Sarah didn’t bother knocking. She hadn’t since she was a little girl.

‘Only two minutes late. Right on time.’

He heard footsteps in the hallway. Slower but heavier. Not Sarah’s usual quick stride. Thomas frowned and straightened, about to turn when the footsteps stopped.

‘Sorry about the time,’ a voice said. ‘Got held up.’

Thomas froze. Not Sarah’s voice. But familiar all the same. He turned slowly.

The figure stood in the threshold between living room and hallway, silhouetted against the light from the entryway. Thomas’s brain processed the information in disjointed fragments; familiar height, familiar stance, familiar voice – but the pieces wouldn’t assemble into a coherent whole.

His mind stuttered over the incongruity: this person should not be in his house, not now, not like this.

Then the figure lunged with a speed Thomas couldn’t match. Cop instincts, dormant but never extinct, screamed at him to move, to counter, to react. But his body betrayed him with the sluggishness of seventy years of accumulated living.

Thomas felt a foreign object enter his body via the stomach.
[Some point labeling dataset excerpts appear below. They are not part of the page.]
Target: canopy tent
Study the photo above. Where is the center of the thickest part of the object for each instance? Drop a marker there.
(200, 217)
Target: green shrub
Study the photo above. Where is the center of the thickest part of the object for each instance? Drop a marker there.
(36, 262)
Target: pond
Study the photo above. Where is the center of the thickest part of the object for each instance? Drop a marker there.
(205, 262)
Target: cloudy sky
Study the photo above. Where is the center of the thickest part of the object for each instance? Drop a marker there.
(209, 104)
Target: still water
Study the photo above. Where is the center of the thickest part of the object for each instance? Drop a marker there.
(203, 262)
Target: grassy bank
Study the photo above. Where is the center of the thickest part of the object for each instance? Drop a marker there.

Not for the first time in his life, but the sudden lack of breath and blurry vision said it was probably the last.

Thomas tried to speak again, but his mouth filled with copper and salt. He tried to raise his head, to glimpse the face one more time, to confirm what he already knew. But his neck refused to obey. All strength had abandoned him, fleeing along with his lifeblood into the carpet.

His final thoughts weren’t of his killer. Instead, he thought of Sarah, who would find him here, who would blame herself for being late. Who would carry that guilt like she carried everything else. Too deeply.

‘It’s not personal,’ the voice said. ‘It’s just what needs to happen next.’

Through the creeping darkness, Thomas watched his attacker set down a canvas duffel bag. The zipper rasped open, and out fell a pile of what Thomas recognized as industrial nails.

Twelve inches long. As thick as a baseball bat.

And even as death encroached, Thomas Webb knew exactly where those nails would end up.

He just hoped he was dead before he felt it.